Quase a cair o pano sobre um 2013 que não deixará saudades, a Cultura em 2014 ameaça repetir a anomia do ano que finda, sem
verbas e, sobretudo, com a crescente perda de massa crítica que a emigração de
arquitectos, bailarinos, músicos e outros origina e a luta titânica dos outros,
quase todos precários, ou em vias de precarização, esbracejando para garantir um prato de sopa
ou o pagamento da renda. Não há dinheiro, não há palhaços, diz um adágio
popular. Nem escritores, encenadores, livreiros, actores e muitos mais. Os
teatros de referência fecham, a nova lei do Cinema marca passo, os editores
fogem dos escritores sem nome feito, e a Cultura reduz-se a um alegado prato de
caviar num acampamento de refugiados.
A falta de soluções a ninguém
parece incomodar: o necrófilo e reformado Cavaco, acolhido em seu sarcófago, de
quando em quando sai da cripta para uns arrotos de economês, confessando
esgotar a sua intervenção nas conversas semanais com o delegado da tríade, o sr.
Coelho. Os políticos, falando para os acólitos, gritam baba e ranho pelos
telejornais, sem que um laivo de patriotismo os leve a sair da carapaça e
pensar em algo que não sejam tácticas partidárias. Dos militares com reumático,
sem munições ou blindados, pouco mais há a esperar que reivindicações
corporativas, e os sindicatos, arriscam-se um dia a não mais representar
trabalhadores, pois serão mais os desempregados que aqueles no activo.
Ululante, o povo definha e desiste, fugindo para geografias de esperança,
violentamente expulso da pátria, capturada por ciclopes e gárgulas. São vãs as
chamadas à unidade e a olhar mais longe que o umbigo, revelador da mesquinha
visão da classe política da aldeia, sem sopro de dignidade ou coragem, bastarda
filha do clientelismo larvar e da indigência cultural que brutalmente capturou
o país nos últimos anos.
Para uma situação de excepção,
hajam respostas excepcionais: é tempo do compromisso histórico das forças e
cidadãos que ponham o país primeiro, de líderes que peguem num caderno de
encargos de salvação nacional e reajam ao estado comatoso em que Portugal
sobrevive. O quadro actual está esgotado, e insistir no mesmo, é apressar o
abismo, e cometer o crime de ficar para a História como a geração da ruína.

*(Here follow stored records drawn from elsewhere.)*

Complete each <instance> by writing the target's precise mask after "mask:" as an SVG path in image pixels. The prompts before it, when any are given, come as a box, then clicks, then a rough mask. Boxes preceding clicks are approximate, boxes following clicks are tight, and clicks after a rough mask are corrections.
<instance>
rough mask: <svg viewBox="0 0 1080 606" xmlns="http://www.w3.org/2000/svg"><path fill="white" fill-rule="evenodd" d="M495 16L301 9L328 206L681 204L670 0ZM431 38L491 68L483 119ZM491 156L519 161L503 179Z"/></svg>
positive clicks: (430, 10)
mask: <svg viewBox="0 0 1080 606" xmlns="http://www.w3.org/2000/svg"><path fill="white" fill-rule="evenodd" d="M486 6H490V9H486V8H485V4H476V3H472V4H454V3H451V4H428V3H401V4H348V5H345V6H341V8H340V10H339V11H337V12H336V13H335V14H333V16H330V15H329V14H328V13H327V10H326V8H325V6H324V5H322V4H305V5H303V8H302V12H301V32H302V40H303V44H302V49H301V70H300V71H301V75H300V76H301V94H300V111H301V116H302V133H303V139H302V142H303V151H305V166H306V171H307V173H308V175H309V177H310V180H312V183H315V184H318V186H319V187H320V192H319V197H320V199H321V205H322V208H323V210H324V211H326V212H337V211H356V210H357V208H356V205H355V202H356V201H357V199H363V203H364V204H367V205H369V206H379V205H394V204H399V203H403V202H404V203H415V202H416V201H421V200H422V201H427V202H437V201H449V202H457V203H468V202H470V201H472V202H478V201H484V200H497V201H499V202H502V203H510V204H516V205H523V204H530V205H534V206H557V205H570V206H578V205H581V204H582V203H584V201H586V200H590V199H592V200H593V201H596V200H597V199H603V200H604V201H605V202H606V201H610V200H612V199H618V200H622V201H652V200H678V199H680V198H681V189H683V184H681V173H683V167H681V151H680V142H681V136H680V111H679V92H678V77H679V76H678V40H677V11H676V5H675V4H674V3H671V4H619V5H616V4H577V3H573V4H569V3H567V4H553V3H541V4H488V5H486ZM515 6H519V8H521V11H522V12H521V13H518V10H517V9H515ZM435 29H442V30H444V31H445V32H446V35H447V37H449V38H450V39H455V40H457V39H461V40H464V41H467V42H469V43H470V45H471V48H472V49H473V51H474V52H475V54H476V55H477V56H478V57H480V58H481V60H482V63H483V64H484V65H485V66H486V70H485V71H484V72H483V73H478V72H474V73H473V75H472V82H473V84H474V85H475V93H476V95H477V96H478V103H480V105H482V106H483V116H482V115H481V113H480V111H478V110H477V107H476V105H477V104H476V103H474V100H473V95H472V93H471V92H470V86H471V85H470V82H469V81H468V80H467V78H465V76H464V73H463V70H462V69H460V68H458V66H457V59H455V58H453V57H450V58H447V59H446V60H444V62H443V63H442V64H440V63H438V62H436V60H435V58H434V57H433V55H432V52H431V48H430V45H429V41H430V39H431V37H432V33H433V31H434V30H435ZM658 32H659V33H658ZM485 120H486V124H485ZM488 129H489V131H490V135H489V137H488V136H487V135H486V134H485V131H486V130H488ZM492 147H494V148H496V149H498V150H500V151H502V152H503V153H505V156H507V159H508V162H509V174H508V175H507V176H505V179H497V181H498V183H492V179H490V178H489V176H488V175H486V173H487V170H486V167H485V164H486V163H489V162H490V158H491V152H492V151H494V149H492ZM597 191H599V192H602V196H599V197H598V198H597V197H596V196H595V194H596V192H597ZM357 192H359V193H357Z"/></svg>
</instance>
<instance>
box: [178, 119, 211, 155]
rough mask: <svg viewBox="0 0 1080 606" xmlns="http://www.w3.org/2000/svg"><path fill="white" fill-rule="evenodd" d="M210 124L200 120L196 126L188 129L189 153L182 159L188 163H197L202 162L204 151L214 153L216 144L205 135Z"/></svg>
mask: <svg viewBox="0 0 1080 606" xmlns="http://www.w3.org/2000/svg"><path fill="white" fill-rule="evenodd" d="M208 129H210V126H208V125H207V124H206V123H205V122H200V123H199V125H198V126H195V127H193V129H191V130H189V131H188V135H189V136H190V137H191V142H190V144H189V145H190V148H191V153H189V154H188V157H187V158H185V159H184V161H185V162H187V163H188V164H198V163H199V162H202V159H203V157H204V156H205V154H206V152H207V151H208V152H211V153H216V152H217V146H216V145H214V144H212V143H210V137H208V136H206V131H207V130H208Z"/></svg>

Não se percebe como um país com
nove séculos se deixou aprisionar sem reação a uma moeda que lhe suga a
população, mina a economia, e onde se vive das promessas duma recuperação que
tarde ou jamais virá, tornando os sacrifícios actuais inúteis e as decisões
importantes sem eficácia real.
Precisamos de líderes que
devolvam a esperança, e para tanto há que construir soluções, dentro e fora do
tumefacto parlamento, onde meramente se discute o sexo dos anjos. Os políticos
incumbentes provaram não estar à altura da hora que passa, e muito menos os
europeus, o patético senhor Rompuy ou o sonolento Olli Rehn, burocratas sem
chama para quem Portugal não passa de um enfadonho relatório com números e sem
pessoas dentro.
Se assim não for, um longo e
tortuoso caminho de penúria e precariedade e a escuridão dum túnel sem fim
envolverão este país orfão, e o sopro de esperança que acalentou as gerações
que um dia viram a luz da liberdade definitivamente se apagará, para gáudio dos
profetas messiânicos e de muitos opinion
makers encartados. A turbulência não parece abrandar, e cedo ou tarde a
aeronave, comandada por loucos ensandecidos
poderá despenhar-se. Urge aterrar para reabastecimento, mudar a
tripulação e procurar porto seguro. Basta de Medo, e para encabeçar tal Exército
da Esperança há que contar com os agentes da Cultura, paladinos da Mudança,
feridos mas nem todos mortos, ainda.